A circle of radius $r$ has chords $\overline{AB}$ of length $10$ and $\overline{CD}$ of length 7. When $\overline{AB}$ and $\overline{CD}$ are extended through $B$ and $C$, respectively, they intersect at $P$, which is outside of the circle.

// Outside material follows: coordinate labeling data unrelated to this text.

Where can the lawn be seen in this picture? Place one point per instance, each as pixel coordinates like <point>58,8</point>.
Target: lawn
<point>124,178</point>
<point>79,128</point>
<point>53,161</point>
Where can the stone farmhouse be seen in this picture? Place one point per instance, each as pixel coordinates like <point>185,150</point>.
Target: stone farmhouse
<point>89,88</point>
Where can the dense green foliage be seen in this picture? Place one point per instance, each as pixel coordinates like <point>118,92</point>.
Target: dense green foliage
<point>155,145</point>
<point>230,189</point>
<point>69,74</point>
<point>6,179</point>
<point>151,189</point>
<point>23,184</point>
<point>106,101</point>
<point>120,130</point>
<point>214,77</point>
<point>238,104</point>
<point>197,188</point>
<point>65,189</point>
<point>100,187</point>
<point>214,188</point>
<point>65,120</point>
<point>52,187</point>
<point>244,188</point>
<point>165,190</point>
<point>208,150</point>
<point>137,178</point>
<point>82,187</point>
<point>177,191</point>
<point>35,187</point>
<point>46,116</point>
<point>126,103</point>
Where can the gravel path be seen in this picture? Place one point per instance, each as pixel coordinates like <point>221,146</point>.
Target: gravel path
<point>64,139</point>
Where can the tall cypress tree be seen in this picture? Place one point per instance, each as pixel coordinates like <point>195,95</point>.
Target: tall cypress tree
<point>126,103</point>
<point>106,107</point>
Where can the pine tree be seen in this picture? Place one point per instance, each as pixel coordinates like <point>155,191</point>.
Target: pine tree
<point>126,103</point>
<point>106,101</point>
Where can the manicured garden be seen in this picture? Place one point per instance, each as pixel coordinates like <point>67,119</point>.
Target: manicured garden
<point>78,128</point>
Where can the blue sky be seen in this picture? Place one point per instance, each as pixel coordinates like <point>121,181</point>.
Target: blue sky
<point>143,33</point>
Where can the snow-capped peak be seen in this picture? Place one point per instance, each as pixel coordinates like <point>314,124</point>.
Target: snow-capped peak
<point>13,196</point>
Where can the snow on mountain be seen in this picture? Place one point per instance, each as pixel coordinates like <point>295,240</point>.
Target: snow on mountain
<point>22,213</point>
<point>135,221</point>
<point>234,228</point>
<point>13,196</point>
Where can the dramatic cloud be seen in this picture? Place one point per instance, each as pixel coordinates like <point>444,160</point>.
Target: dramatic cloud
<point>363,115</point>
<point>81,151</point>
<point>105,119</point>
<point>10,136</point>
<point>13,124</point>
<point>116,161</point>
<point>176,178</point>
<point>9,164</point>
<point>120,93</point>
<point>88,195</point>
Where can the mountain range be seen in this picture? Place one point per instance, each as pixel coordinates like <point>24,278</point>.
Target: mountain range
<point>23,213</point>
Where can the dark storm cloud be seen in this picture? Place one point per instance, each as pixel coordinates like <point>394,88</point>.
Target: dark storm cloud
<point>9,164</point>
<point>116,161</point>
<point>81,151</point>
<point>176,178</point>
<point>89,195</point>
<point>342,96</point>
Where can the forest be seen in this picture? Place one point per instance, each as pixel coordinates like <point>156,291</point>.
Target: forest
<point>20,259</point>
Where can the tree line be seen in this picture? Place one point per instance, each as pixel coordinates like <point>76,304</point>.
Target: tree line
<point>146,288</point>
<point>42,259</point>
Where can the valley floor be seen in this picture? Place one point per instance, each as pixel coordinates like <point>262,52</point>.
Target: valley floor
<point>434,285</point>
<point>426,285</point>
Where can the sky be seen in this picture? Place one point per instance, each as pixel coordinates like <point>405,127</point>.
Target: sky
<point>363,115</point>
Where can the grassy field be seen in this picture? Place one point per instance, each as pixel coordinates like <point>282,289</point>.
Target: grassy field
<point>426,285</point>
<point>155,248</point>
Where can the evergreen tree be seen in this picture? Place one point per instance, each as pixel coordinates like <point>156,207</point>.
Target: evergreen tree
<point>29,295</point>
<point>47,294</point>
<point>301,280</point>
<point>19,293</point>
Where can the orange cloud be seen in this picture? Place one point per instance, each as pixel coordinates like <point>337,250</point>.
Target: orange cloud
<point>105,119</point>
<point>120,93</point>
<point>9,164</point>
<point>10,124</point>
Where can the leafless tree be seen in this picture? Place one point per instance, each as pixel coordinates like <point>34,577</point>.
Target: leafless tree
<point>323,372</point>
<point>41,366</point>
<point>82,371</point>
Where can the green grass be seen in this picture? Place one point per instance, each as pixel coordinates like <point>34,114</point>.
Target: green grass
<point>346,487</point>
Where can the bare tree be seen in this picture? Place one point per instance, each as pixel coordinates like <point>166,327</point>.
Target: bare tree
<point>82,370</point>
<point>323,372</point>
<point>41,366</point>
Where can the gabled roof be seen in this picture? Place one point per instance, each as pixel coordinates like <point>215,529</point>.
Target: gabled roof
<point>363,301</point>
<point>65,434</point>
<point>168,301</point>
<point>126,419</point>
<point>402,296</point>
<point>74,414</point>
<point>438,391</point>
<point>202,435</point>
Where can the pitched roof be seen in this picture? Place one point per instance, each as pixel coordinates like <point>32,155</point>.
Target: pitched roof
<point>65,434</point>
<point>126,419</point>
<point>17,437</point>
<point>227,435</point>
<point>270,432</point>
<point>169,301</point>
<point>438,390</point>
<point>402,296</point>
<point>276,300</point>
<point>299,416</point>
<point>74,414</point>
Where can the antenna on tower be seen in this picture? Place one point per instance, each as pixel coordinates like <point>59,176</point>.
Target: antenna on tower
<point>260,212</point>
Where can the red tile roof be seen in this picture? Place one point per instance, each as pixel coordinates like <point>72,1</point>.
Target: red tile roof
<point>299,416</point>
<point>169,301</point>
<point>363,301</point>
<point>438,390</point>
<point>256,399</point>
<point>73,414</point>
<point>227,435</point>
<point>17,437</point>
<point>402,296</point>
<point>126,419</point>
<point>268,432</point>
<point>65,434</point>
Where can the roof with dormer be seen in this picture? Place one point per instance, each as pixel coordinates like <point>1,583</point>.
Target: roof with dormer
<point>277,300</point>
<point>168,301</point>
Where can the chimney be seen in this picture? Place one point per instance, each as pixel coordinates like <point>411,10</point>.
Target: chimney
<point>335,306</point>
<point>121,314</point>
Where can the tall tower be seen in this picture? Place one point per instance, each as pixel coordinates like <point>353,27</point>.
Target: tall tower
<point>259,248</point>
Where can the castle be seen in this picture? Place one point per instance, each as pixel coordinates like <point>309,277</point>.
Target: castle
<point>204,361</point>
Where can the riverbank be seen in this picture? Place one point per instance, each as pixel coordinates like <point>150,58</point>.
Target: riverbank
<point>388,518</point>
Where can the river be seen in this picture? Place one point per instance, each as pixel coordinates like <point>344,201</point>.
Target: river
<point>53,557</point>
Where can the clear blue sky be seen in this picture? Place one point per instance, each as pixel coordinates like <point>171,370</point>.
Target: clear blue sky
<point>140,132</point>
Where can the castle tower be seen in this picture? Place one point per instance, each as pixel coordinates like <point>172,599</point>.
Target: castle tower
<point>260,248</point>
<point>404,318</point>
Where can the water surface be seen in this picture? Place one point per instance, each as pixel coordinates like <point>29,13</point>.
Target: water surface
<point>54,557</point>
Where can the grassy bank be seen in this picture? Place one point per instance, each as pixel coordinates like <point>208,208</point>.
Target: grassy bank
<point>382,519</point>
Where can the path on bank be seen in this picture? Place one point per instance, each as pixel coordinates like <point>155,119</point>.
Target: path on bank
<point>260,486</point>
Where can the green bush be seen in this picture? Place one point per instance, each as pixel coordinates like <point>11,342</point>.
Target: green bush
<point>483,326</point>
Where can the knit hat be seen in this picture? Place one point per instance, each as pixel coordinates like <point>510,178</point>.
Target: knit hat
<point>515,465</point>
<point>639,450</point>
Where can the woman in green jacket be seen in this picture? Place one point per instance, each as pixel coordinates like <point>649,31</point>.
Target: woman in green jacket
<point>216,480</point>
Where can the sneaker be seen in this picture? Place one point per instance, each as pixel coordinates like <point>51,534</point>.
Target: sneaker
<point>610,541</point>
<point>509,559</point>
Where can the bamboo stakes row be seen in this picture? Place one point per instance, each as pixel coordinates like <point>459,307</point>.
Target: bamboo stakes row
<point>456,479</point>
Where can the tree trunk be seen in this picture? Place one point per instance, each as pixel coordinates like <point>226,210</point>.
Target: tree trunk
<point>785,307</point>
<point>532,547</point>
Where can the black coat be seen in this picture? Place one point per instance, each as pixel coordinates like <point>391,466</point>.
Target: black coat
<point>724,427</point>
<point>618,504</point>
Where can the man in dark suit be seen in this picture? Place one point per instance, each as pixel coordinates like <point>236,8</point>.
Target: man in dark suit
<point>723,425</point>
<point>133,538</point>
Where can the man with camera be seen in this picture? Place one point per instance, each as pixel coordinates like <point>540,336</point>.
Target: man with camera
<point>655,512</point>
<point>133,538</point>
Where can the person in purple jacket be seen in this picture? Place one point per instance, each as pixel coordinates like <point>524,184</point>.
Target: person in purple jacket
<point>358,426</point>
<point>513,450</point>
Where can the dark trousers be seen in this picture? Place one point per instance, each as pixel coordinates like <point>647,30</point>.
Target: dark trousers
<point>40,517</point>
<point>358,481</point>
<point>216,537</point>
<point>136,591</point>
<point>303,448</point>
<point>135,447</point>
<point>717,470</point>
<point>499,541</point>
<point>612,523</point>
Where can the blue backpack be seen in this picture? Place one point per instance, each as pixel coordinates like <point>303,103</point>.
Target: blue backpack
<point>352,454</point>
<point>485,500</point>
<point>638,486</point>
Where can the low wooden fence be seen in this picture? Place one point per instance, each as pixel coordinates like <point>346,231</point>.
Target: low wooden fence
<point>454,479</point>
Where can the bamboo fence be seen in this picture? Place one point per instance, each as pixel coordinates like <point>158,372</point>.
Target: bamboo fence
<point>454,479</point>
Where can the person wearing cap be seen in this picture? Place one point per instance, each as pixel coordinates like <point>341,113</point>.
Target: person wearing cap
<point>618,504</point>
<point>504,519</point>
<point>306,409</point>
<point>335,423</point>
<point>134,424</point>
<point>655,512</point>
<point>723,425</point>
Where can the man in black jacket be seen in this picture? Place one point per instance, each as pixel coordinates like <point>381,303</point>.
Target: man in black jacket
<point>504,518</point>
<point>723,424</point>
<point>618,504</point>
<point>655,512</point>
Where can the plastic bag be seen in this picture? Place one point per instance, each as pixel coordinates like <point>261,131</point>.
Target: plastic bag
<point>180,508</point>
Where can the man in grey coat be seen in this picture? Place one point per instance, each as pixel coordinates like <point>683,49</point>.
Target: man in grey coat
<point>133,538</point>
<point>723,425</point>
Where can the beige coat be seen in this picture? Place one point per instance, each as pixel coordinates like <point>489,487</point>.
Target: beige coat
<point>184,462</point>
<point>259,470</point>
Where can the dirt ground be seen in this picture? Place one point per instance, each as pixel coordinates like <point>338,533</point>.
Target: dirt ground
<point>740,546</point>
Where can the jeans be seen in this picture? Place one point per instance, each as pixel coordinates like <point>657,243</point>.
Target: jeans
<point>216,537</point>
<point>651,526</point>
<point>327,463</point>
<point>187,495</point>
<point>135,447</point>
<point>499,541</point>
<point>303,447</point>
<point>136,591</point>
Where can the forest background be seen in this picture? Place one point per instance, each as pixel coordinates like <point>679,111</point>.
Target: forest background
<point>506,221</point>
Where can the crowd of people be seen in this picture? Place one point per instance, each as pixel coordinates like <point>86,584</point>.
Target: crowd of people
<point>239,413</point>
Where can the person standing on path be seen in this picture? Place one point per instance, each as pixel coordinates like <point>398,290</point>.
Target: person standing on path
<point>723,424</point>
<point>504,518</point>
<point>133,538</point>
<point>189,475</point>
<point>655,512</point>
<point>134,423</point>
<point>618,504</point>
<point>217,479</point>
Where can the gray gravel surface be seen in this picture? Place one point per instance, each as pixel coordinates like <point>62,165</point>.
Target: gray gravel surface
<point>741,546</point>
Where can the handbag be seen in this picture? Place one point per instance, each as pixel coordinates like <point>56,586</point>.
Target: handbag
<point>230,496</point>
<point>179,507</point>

If $\angle{APD}=60^\circ$ and $BP=8$, then $r^2=$

$\text{(A) } 70\quad \text{(B) } 71\quad \text{(C) } 72\quad \text{(D) } 73\quad \text{(E) } 74$

Solution

[asy]  import olympiad;  import cse5; import geometry; size(150); defaultpen(fontsize(10pt)); defaultpen(0.8); dotfactor = 4; path circ = Circle(origin, 1); pair A = dir(degrees(7pi/12)); pair D = dir(degrees(-5pi/12)); pair B = dir(degrees(2pi/12)); pair C = dir(degrees(-2pi/12)); pair P = extension(A, B, C, D); draw(circ); draw(A--P--D); label('$A$', A, N); label('$D$', D, S); label('$C$', C, SE); label('$B$', B, NE); label('$P$', P, E); label('$60^\circ$', P, 2 * (dir(P--A) + dir(P--D))); label('$10$', A--B, S); label('$8$', B--P, NE); label('$7$', C--D, N);  [/asy]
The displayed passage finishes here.